A saúde física de Luz começou a diminuir e deixou de poder trabalhar. Durante vários meses esteve acamada. O médico aconselhava uma cirurgia à cabeça, embora salvaguardasse de que não haveria grande esperança de sucesso.
Apesar da sua grande debilidade, as revelações de índole psíquica continuavam. Várias vezes ficava em encantamento, com uma energia sobrenatural e dificilmente os entes chegados conseguiam contê-la.
Há cerca de um ano, e passados cerca de seis meses de estar acamada e com a operação marcada na clínica médica, num momento de grande aflição, em que estava gravemente exaurida, e julgando que a sua vida estava prestes a terminar, em súplica de dor, rogou ao marido: “por favor, vai à Internet e vê se encontras algum exorcista a quem possa recorrer”.
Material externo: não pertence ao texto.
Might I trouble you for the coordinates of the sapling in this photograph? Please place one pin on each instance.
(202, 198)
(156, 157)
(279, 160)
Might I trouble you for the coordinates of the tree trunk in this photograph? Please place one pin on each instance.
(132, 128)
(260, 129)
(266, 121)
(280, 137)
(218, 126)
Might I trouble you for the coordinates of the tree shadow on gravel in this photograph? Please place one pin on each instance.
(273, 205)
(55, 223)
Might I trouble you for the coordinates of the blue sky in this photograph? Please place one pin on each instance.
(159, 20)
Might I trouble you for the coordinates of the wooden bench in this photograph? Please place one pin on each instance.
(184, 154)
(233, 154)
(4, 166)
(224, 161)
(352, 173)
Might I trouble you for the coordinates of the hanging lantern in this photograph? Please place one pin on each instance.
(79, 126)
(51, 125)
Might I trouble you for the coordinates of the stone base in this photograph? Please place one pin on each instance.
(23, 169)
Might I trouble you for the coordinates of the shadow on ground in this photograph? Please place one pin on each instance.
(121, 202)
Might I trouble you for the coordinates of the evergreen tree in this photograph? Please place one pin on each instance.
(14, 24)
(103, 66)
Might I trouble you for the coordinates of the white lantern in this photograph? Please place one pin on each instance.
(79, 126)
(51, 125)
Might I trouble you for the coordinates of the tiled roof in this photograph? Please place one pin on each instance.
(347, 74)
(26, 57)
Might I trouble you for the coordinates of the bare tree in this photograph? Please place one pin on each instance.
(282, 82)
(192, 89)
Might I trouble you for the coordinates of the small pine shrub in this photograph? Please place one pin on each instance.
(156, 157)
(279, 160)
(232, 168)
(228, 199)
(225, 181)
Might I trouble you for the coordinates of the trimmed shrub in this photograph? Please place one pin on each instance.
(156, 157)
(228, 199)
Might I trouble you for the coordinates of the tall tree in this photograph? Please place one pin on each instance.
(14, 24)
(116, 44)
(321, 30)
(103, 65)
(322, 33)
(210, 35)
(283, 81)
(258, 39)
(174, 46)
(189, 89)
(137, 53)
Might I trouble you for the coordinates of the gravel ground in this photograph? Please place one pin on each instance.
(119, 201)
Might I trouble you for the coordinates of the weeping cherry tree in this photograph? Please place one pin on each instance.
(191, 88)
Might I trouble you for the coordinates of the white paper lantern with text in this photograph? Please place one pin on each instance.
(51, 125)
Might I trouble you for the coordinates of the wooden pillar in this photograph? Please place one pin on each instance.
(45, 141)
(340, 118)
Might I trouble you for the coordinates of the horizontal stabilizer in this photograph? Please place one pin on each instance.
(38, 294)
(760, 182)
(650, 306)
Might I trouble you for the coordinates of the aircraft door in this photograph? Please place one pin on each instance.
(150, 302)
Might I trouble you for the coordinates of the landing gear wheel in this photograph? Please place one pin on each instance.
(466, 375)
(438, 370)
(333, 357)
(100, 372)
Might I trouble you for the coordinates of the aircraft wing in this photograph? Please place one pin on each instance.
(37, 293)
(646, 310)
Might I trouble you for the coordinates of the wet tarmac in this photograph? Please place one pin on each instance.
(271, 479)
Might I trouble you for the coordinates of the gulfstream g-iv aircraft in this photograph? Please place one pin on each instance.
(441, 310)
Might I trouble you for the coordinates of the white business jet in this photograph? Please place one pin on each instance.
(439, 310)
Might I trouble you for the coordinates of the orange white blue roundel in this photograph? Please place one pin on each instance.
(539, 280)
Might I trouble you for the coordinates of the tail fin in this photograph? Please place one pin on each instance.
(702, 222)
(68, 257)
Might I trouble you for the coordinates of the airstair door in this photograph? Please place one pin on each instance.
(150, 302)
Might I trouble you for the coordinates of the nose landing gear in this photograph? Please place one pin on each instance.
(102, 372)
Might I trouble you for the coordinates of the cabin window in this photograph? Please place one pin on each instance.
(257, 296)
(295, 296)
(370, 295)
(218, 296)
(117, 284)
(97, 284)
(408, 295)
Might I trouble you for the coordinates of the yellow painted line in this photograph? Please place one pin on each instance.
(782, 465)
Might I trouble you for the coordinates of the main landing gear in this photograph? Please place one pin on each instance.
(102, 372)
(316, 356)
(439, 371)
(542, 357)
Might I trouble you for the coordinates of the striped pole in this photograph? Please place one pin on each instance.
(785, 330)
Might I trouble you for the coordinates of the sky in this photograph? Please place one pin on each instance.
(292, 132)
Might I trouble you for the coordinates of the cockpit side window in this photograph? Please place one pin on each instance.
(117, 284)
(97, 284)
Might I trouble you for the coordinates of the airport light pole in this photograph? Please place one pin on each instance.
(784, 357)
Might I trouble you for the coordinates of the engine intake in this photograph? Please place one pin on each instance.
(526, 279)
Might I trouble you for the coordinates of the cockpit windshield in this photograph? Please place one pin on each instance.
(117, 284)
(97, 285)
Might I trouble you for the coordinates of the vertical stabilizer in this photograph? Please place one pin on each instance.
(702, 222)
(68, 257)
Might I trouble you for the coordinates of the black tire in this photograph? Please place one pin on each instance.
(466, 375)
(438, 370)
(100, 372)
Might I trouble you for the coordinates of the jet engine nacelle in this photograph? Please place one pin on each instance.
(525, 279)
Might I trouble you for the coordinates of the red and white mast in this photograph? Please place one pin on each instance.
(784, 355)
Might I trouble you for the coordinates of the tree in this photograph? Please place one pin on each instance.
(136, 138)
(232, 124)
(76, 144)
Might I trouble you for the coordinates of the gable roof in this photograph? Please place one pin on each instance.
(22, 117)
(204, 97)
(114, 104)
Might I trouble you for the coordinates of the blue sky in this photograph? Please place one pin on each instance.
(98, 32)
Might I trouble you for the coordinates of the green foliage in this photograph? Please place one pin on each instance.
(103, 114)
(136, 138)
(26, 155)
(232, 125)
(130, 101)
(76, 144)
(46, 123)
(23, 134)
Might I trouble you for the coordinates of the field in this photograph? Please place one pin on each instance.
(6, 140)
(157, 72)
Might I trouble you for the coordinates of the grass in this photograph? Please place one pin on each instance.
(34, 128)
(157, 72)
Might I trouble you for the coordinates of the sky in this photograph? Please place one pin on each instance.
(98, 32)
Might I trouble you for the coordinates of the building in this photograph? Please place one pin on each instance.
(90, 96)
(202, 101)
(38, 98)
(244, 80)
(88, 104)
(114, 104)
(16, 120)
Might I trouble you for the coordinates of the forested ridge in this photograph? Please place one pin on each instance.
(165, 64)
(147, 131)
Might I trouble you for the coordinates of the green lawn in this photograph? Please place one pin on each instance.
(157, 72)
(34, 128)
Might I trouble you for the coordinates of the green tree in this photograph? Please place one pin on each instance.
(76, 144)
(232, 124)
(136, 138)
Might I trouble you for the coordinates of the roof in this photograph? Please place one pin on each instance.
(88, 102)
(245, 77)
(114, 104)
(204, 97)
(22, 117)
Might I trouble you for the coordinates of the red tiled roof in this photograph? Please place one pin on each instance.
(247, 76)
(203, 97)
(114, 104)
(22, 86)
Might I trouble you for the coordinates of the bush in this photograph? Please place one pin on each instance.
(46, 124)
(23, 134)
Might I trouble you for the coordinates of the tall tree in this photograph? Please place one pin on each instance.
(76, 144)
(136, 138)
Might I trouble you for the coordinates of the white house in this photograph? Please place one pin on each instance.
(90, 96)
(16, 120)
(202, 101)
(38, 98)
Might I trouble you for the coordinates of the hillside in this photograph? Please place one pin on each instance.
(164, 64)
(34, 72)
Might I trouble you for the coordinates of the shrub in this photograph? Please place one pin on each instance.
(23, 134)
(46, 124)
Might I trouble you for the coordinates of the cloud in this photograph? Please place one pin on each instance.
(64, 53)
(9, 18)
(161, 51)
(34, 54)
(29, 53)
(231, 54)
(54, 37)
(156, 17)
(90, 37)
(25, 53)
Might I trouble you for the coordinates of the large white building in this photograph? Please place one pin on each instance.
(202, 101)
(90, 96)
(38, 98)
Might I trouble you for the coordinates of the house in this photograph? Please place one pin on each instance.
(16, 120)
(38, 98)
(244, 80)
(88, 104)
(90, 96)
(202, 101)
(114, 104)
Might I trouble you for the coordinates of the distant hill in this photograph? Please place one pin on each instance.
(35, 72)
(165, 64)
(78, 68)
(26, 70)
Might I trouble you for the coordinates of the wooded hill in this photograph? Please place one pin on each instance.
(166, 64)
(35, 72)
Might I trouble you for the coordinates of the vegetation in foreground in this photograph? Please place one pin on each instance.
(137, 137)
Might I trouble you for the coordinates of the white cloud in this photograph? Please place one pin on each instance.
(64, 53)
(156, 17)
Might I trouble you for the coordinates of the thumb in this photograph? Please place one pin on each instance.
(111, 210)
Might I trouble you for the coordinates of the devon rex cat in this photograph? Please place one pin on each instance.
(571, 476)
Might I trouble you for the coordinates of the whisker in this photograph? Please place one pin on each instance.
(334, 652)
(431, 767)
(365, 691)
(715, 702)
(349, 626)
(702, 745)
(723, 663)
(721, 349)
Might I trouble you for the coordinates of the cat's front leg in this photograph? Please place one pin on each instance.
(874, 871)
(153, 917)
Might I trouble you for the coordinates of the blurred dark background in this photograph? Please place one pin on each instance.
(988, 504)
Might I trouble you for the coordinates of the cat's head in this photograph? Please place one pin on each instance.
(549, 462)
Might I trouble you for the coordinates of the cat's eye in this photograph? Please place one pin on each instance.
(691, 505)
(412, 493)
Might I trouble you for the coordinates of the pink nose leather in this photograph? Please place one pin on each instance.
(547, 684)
Mal escreveu “exorcista” apareceu-lhe o endereço do padre Humberto Rôlo, em São Frutuoso, a dois passos de Coimbra.
Embora um pouco cépticos pelas experiências anteriores foram ao seu encontro. Entre a vida que fugia e percorrer cerca de uma dezena de quilómetros, que importava isso?
Nesta aldeia junto ao rio Ceira, foi recebida e consultada por este presbítero da Igreja Ortodoxa.
Hoje, seguindo atentamente todo o preceituado recomendado por Humberto Rôlo, Maria da Luz, sem tomar mais qualquer medicamento, é uma mulher feliz. Nunca mais desmaiou, nem entrou em delírio e tomada por forças malignas. Sente que está tratada e voltou a encontrar a paz a que qualquer ser humano tem direito.
Em redobrado e sublinhado agradecimento, profere: “um bem-haja de todo o coração, e que Deus o abençoe, senhor Padre Humberto, por eu, finalmente, juntamente com a minha família, poder fazer a rotina da minha vida!”.